I then setup a slightly different data object, and run the model:
jags.data <- list(y = r.spp.y,mat = mat,N = nrow(r.spp.y), N.spp = ncol(r.spp.y))
jags.out <- run.jags(dirlichet.model,
data=jags.data,
adapt = 200,
burnin = 2000,
sample = 2000,
n.chains=3,
monitor=c('m0','m1'))
summary(jags.out)
However the m0
and m1
parameters returned in no way resemble the parameters returned by looping the beta model. It seems that all parameters reflect the supplied (flat) prior distributions, and the data have not constrained the parameters in any way.

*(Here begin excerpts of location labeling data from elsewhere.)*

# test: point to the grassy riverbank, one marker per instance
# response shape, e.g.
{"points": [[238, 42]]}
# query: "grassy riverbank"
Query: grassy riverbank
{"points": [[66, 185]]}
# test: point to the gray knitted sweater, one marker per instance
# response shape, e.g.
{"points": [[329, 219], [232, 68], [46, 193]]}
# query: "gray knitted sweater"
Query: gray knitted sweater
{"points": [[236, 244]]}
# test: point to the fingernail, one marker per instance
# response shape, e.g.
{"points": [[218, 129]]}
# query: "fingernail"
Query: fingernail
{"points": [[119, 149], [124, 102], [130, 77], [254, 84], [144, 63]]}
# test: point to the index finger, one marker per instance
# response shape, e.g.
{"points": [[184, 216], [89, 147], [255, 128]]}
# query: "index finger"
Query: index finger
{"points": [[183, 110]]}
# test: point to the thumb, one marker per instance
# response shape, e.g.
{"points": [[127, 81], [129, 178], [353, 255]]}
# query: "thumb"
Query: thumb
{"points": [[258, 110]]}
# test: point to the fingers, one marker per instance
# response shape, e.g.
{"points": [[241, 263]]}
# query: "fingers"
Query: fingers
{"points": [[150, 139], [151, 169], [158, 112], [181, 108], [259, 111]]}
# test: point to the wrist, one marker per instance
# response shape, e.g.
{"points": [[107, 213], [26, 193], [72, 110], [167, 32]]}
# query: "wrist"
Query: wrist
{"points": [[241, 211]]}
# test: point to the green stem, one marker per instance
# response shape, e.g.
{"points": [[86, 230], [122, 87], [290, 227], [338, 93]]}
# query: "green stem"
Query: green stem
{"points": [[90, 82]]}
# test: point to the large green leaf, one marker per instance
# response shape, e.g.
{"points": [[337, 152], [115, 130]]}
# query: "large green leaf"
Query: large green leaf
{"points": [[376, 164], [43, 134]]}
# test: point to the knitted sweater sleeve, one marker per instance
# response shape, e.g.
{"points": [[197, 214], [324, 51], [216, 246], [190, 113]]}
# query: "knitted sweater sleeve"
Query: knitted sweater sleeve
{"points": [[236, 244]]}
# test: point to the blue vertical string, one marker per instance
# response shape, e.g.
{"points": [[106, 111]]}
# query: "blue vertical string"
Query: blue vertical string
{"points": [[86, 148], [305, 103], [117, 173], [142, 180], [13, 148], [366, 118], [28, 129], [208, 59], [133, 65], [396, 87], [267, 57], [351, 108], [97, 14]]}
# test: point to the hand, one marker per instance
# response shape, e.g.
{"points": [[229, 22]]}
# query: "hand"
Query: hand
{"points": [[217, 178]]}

This model cannot capture the negative relationship between mat
and the relative abundance of species 1. It doesn't even seem to constrain the data very much at all:
> summary(jags.out)
Lower95 Median Upper95 Mean SD Mode MCerr MC%ofSD SSeff AC.10 psrf
m0[1] -49.005761 6.181091 63.01256 6.393293 28.43734 6.628375 0.5359853 1.9 2815 -0.0018363868 1.000590
m0[2] -45.469227 6.723323 67.85340 6.978617 28.52249 5.924171 0.5417058 1.9 2772 0.0129357542 1.000718
m0[3] -49.227870 6.233448 61.60683 6.599494 28.43137 4.742497 0.5279870 1.9 2900 -0.0057574414 1.000546
m1[1] -1.869337 24.268826 64.16340 27.391725 19.13417 20.322548 0.4572891 2.4 1751 0.0109859218 1.006568
m1[2] -1.465451 23.725515 64.21979 27.071232 18.98391 15.823296 0.4294849 2.3 1954 -0.0005437107 1.002363
m1[3] -1.907332 24.031360 62.18261 27.017599 18.57743 18.597688 0.4290431 2.3 1875 -0.0086604393 1.001171
It is worth noting that if I fit an intercept-only dirlichet model (without the mat
covariate) it can capture the relative abundances well, however only if I use a log-link, rather than the logit-link used in the beta case (example here). Extending the log-link case and adding the mat
covariate does not solve the problem. What am I missing here?